Soter says wearable technology driven by artificial intelligence (AI) allows a proactive approach, addresses reducing ergonomic risks and minimises workers’ compensation claim costs.

“Insurers and companies alike would benefit from the cost savings in minimising back and shoulder injuries at work,” Soter said.

Only around 12% of manufacturers and construction firms have adopted predictive analytics technology yet as many as 3% of workers suffer from a back or shoulder injury each year, costing tens of billions.

“Traditional methods of preventing these injuries are time consuming, costly and have been proven to be largely ineffective in creating any real change,” Soter said. "Coaching workers to self-correct their movements in real-time and avoid ergonomic injuries, is stimulating behavioural change.”

AI-driven wearable technology assists workers to learn more about their movements, understand them, and help reduce their risk of injury permanently.

Soter Analytics says its small and light SoterCoach wearable device monitors the behaviour of workers and alerts of any hazardous movements that could lead to back or shoulder injuries. The sensor ups awareness of any hazardous movements such as twisting and coaches the worker on how to avoid these, and a dashboard displays data for employers to spot trends.

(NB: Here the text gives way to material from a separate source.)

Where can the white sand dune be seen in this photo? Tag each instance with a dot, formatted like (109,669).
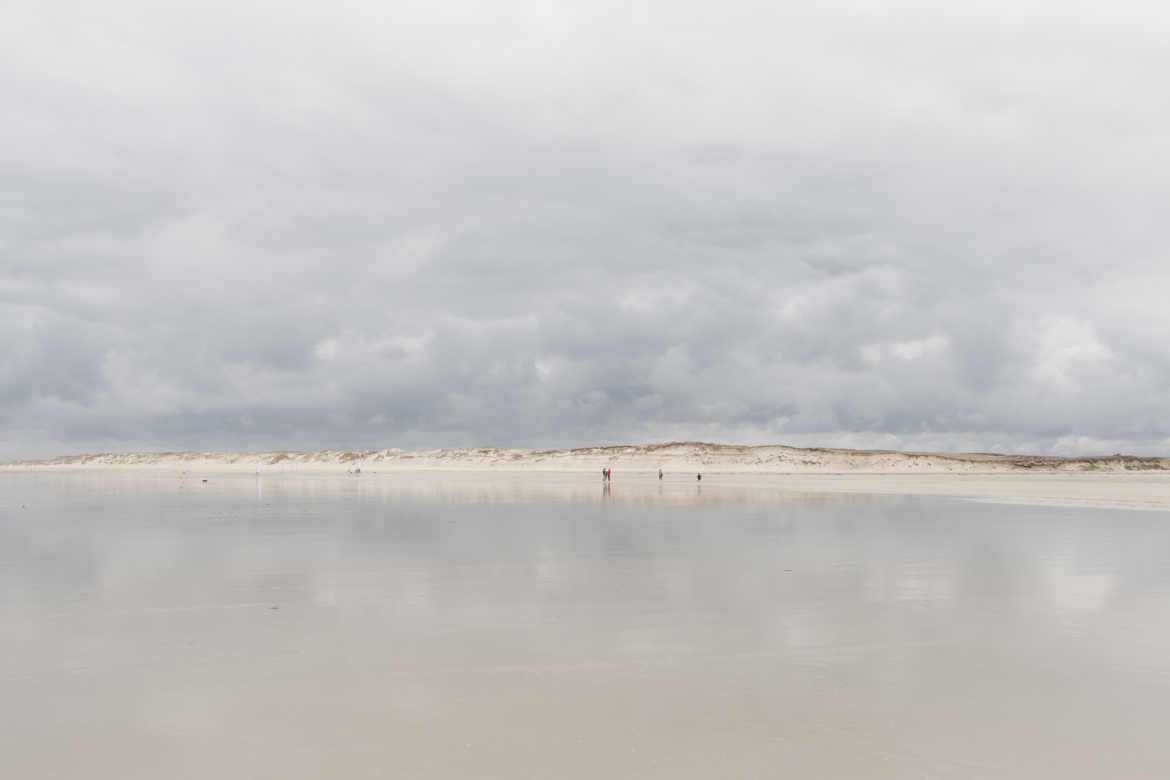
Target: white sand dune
(1115,481)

"With predictive safety modelling, it is possible to anticipate potential safety hazards through the interpretation of data. This is a powerful lens that can turn a usually reactive approach to workplace safety into a strong proactive one.”

AI collects and evaluates data to identify patterns, producing best data analytics and the ability to make predictions as algorithms detect the quality of movements performed. The safety of any given movement can be assessed against characteristics including velocity, jerkiness and bend angle.

“The AI can easily identify the risks of injury from particular movements due to contributing factors such as fatigue, stress, pre-existing injury or distraction,” Soter said.